Wednesday, February 25, 2009

What's in an Embargo?

This was the topic of discussion today at our chapter's quarterly breakfast for senior practitioners. I absolutely love the chance to meet with my counterparts as it offers us a chance to take each other's pulse on professional matters.

Today's topic was no exception. And was provided by our breakfast ninja, Christie Goodman, APR. Christie got the idea from discussion featured on several PR blogs after Tech Crunch reported they would no longer honor PR practitioners' embargo stamps on press releases.

There's a fabulous explanation here in Shel Holtz's blog about the entire issue and what it means to the PR community.
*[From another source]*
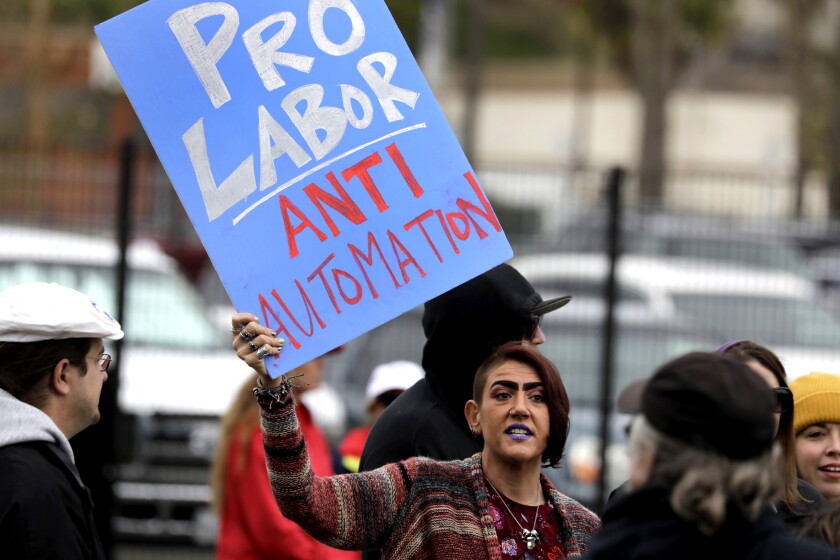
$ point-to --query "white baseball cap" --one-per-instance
(41, 311)
(401, 375)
For the uninitiated, an "Embargo" stamp on a press release is used to limit the reporter's first use of the information. Shel's post details their history, so I won't rehash it here.

Our discussion today turned to who's using it in San Antonio? Our group of 10 had widely diverging uses of the practice. One seasoned health care professional said that they were absolutely necessary when submitting research project results to the major medical journals. This need evolved from the desire to get complicated information into the pipeline and respect the long lead time of many magazines. A trade industry professional said the same thing, but that he hardly used them anymore. An agency PR director shared his former financial public relations experience in which large volumes of information for year-end reporting would need an embargo just for reporters to digest it all. One association professional had obsserved others using them just to get people to press conferences. The "breakfast gang" agreed that this was an abuse of the system. Others at the table had rarely used them.

The common thread in this discussion among all this morning focused on the importance of building trust and relationships with the reporters who cover your "beat" or industry and the clear need to define what the embargo was designed to achieve for your organization. All in all, it was a lively discussion, but we'd like to hear more. What's the practice in your PR world?